Russia plays power games of past

7/15/2001

Some call it d j vu.

Others more fashionably refer to it as “a glitch in the system,” quoting a character in The Matrix.

I call it short-circuit in the brain.

And that's what happened to Russia some two weeks ago.

That's when it - just like the Soviet Union in the past - threatened to use its veto power in the United Nations.

The threat effectively killed the U.S.-British-proposed resolution to replace the trade sanctions of Iraq with “smart sanctions.” The resolution was to prevent Iraq from importing weapons and sensitive technology while reducing the impact on the general population.

As a result, Iraq, which had vehemently opposed the proposition, pledged to resume oil exports, after Baghdad and the United Nations signed a memorandum extending the oil-for-food program.

Russia shot itself in the foot. Not unwillingly, mind you, but rather out of political stubbornness.

Economically, Russia - as a major oil exporter - looks at losing hundreds of millions of dollars worth of oil-export revenue now that Iraq has resumed its oil sales.

So, as the young say, “What's up with that?”

The Kremlin is clearly sending out a message to the United States and its allies that it has an option of using the weapons-hungry Iraq - its old ally - as leverage in President Vladimir Putin's quest for a “multipolar world,” limiting the growing world dominance of the United States.

That's unfortunate.

Only a few weeks ago, Mr. Putin and President Bush praised each other after their European summit, giving the impression that Russia and the United States are about to resolve their differences, including the United States' plans for anational missile-defense shield against rogue states such as Iraq and Russia's opposition to the U.N. embargo of Iraq.

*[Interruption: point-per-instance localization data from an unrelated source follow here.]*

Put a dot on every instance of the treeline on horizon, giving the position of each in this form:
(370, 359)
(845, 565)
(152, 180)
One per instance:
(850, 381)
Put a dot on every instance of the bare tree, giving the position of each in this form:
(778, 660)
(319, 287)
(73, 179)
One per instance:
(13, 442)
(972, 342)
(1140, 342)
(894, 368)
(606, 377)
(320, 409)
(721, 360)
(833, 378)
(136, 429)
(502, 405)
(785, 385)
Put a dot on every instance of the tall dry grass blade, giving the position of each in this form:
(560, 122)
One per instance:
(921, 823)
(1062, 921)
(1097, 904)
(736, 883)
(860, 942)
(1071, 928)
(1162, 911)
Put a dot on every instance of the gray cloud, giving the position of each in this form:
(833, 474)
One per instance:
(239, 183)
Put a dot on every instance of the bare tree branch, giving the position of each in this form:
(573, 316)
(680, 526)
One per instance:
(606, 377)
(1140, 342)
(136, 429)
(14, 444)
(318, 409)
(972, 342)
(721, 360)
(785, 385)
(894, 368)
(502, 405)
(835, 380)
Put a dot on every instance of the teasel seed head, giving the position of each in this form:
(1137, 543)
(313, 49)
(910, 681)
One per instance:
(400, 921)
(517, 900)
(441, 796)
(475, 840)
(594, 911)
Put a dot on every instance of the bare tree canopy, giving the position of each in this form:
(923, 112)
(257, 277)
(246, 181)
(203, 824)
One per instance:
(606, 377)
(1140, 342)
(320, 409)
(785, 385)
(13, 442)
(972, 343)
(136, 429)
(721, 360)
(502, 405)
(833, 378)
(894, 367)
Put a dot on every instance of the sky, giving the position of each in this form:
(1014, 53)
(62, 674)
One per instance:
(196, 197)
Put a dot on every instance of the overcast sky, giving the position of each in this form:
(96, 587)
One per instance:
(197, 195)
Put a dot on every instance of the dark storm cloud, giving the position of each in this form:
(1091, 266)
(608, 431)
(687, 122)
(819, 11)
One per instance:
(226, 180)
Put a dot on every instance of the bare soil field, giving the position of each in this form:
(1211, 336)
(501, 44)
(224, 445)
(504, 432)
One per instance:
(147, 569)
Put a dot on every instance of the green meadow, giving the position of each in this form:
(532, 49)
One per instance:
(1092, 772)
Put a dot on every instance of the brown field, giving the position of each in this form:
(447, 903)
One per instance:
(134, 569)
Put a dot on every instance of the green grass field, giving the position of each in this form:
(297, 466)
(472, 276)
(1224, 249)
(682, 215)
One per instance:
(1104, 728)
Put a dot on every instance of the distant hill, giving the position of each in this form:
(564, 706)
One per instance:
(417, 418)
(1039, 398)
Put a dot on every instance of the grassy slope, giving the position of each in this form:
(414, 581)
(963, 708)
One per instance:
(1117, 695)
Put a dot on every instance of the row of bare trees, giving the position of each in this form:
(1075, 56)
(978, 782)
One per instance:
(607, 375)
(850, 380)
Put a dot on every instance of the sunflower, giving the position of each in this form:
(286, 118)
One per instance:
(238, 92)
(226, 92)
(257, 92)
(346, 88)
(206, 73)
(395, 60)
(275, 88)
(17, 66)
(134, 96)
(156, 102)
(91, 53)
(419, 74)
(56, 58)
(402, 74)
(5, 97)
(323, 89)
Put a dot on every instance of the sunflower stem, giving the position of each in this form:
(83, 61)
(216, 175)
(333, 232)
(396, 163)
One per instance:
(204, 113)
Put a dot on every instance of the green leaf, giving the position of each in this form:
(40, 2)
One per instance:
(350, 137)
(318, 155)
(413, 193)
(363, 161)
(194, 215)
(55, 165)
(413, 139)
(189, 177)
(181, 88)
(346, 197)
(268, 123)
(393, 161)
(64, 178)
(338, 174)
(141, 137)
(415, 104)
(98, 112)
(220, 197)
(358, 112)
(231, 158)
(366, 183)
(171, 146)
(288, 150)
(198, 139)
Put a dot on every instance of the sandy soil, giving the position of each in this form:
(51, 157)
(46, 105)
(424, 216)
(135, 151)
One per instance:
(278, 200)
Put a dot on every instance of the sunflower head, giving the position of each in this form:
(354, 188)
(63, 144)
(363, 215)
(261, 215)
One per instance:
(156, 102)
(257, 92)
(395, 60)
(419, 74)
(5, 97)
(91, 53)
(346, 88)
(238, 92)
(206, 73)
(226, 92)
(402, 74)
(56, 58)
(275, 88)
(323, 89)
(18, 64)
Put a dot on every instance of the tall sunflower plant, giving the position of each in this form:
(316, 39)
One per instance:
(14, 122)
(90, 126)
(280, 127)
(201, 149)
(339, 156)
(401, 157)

Cautious optimists such as this columnist even hoped that Russia's economic interest of joining the club of industrialized nations as a member of the World Trade Organization have superceded its xenophobia, particularly its anti-Americanism.

Unfortunately that hope is more dead than alive now.

Old rationale, like old habits, dies hard.

By that rationale, the Kremlin figured that taking the benefit of globalization might take a while, not to mention the necessity to carry on with unpopular reforms, while the revenues from weapons sales to Iraq are more immediate.

Besides, reforms would bring up more legal transparency in Russia, which would make it so much harder for the bureaucrat to skim off the poor Russian Joe Blow. It's still easier to steal than work in Russia, and - more importantly - so much more profitable.

So instead of going on with its much-lauded effort to resolve differences with the United States, Russia - whose economy is 50 times smaller than that of the United States' - is continuing to pose problems for the world's only remaining superpower.

Russia is arguably reverting to its spoil-sport policy of a nuclear blackmailer, using Iraq as a bargaining chip in its effort to gain leverage in international politics.

The U.S. British plan to refocus the embargo on the weapon imports ran contrary to the Kremlin's plan. And that's why Russia opposed them.

The Kremlin is left to celebrate its Pyrrhic victory.

Mike Sigov, a Russian-born journalist, is a staff writer for The Blade.